Majówka zbliża się wielkimi krokami. Wielkimi, deszczowymi krokami... trzeba dodać. Po długim okresie suchego i dość chłodnego przedwiośnia z wielką radością powitałam ciepłe dni. Nie nacieszyłam się nimi jednak zbyt długo, gdyż od soboty w tej części Podkarpacia deszcz postanowił nadrobić braki z ostatniego kwartału.
No trudno, pogoda jest, jaka jest. Nie mam zbyt wielkiego wpływu na nią, więc skupiam się na tym, na co mogę mieć wpływ.
Poczułam wiosnę już jakiś czas temu. W menu zaczęły gościć nowalijki, smoothie, lekkie zupy krem.

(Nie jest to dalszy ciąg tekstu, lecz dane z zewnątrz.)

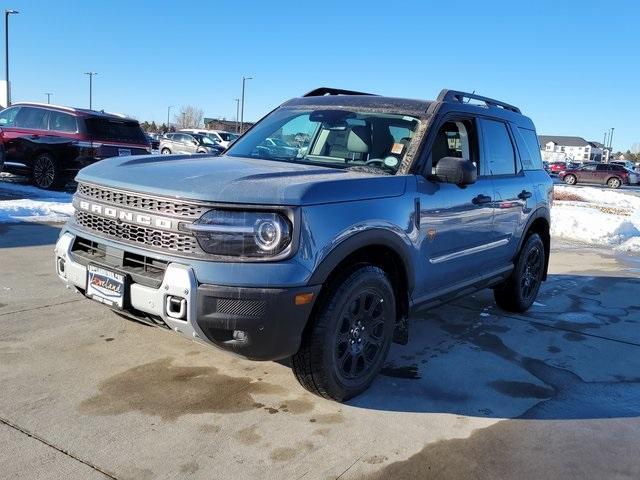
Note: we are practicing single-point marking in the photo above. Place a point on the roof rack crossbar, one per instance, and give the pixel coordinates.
(456, 96)
(322, 91)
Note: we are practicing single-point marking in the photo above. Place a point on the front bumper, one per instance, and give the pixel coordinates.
(256, 323)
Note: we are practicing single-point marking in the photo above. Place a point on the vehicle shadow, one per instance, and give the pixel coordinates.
(574, 355)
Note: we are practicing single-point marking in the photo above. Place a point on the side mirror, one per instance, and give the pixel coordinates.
(460, 171)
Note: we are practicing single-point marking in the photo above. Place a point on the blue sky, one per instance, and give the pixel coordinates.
(571, 66)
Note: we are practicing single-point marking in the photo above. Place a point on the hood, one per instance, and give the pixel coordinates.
(227, 179)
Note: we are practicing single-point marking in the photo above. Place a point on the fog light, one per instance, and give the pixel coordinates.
(240, 336)
(176, 307)
(303, 298)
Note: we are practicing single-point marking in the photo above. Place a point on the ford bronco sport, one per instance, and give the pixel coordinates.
(320, 251)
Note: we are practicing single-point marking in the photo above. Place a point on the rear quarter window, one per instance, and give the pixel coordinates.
(529, 148)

Z przyjemnością przerzuciłam moje menu na wiosenne tory. Dziś podzielę się z Wami moim najświeższym odkryciem, zupą krem z pomidorów i truskawek.
Duet pomidor+truskawka idealnie ze sobą koreluje. Dodatki w postaci miodu, octu balsamicznego i bazylii podkręcają smak zupy i dodają mu głębi.
Przepis dołączam do durszlakowej akcji "Koncentrat pomidorowy Pudliszki do wielu dań"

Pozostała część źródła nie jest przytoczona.